Мицкевич неприятно усмехнулся, нарезая на кусочки жареный бекон.

– Я был в другом отряде, под Новогрудком. И там нас разбили каратели.

Потом я спрятался у тетки, где меня и взяли – с оружием, с русским, кстати, наганом. Может, оттого и дали одиннадцать лет лагерей.

– Тони, о чем мы говорим? Посмотри, за окном пролетел реактивный самолет, мы завтракаем в отеле двадцать первого века. Рядом из факса вылазит сегодняшнее фото твоей жены, которая только что вернулась из панорамного кинотеатра и укладывается спать. Если, конечно, у тебя есть жена. Того, нашего, мира уже нет, и никто о нем знать не желает.

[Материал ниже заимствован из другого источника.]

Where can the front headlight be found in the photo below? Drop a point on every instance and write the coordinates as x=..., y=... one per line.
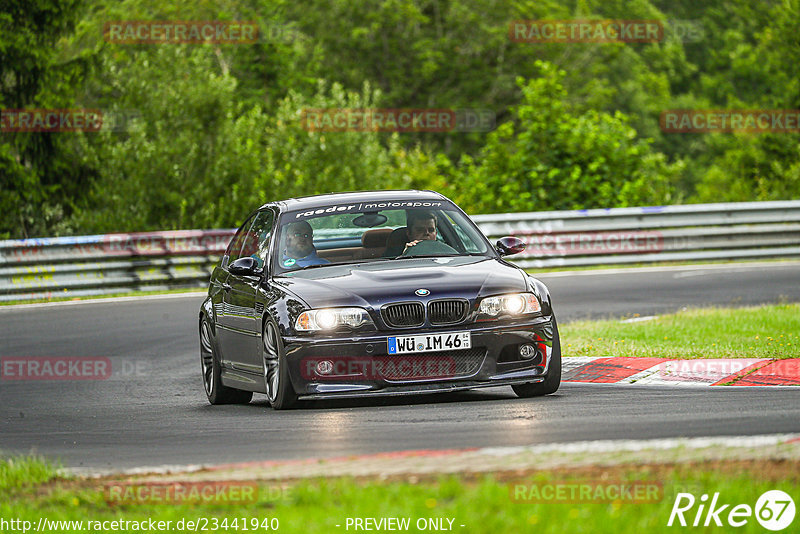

Мицкевич допил кофе, поискал сигарету. Небось по доллару штучка, с какой-то мстительной злобой подумал я.

– Вот к тому-то я и клоню, – сказал он. – Может, это смешно, но меня уже ничто не забавляет. И единственное, что не даст спать, – наше прошлое, которое никого не волнует. Я делал деньги в этой безумной Америке, а сам постоянно думал о тебе, о товарищах по Воркуте и о своей тетке, которую из-за меня посадили. А мои воркутинские друзья были не шваль какая-нибудь.

Я спал на нарах бок о бок с личным врачом Гитлера, надо мной жил один из крупнейших советских атомщиков. Этот делил ложе с испанским поэтом, а неподалеку обретался канадский летчик, капитан, идейный коммунист, который удрал в Москву на реактивном истребителе новейшей модели. – Тони задумался, а потом сказал: – Вот так.

Где-то едва слышно звучала музыка, быть может, просачивалась с небес. Факс в соседней комнате внезапно угомонился. Тони начал озабоченно искать что-то возле себя.

– Мне пришло в голову, – бормотал он, – знаешь, я решил: надо после себя что-нибудь оставить. Какой-нибудь след на этом Божьем перелоге. Помнишь, что такое перелог? Помнишь перелог за городом, где мы в детстве играли в чеканку и устраивали кулачные бои? Вот я и подумал, не основать ли тут, в нашей стране, партию прощения. Так пускай и называется. Столько ненависти вокруг. В особенности здесь. В особенности среди нас.

А у меня перед глазами маячила Вера или Люба. Я хотел поймать и удержать образ этой молодой женщины, но он исчезал прежде, чем я успевал наглядеться.

– Что скажешь, друг, свидетель из другого мира?

Я очнулся:

– Пойми, Тони, я не могу собраться с мыслями. Меня все это придавило, раздолбало.

– Я тебя не тороплю. Приходи в себя. В случае чего я тебя выкуплю, надаю всем взяток, – смеялся Тони. – Ты, насколько помню, собирался стать ксендзом, а тут эротическая трагикомедия в американском стиле.

– Вот именно. Я уже сам не знаю, плакать или смеяться.

– Ты мне поможешь, правда?

– Посмотрим, Тони.

В соседней комнате опять застучал факс или телетайп.

– Видишь, только бизнес бессмертен. Перед домом, разумеется, стоял Бронислав Цыпак. Рассматривал в бинокль Дворец. Увидев меня, оторвал бинокль от глаз и закричал возмущенно:

– Не могу больше. Это уж чересчур.

– Что случилось?

– На тридцать третьем этаже смотровая площадка. Молодежь взяла моду там трахаться – вот до чего дошло. А сегодня гляжу и глазам не верю: пожилой человек с бородой шворит калеку. Ну уж извините, я все понимаю, демократия, да, пожалуйста, но чтоб на Дворце культуры…

Мой сосед Цыпак трясся от негодования, дрожащими руками теребя ремешок советского бинокля.

– Почему они именно Дворец облюбовали?

– Откуда я знаю, – кипел сосед. – Небось заодно любуются панорамой столицы. Все, больше я об этом не говорю. Пусть делают что хотят. Я вас проинформировал, что пишу книгу? Да-да, воспоминания и разные заметки на общие темы. Жена тоже пишет. Но она глупая. Что баба может написать про жизнь, скажите на милость? Ах да, вас там ждет один малый.

– Где?

– На лестнице. Уже целый час сидит. Меня опять бросило в жар, и я услыхал свое сердце.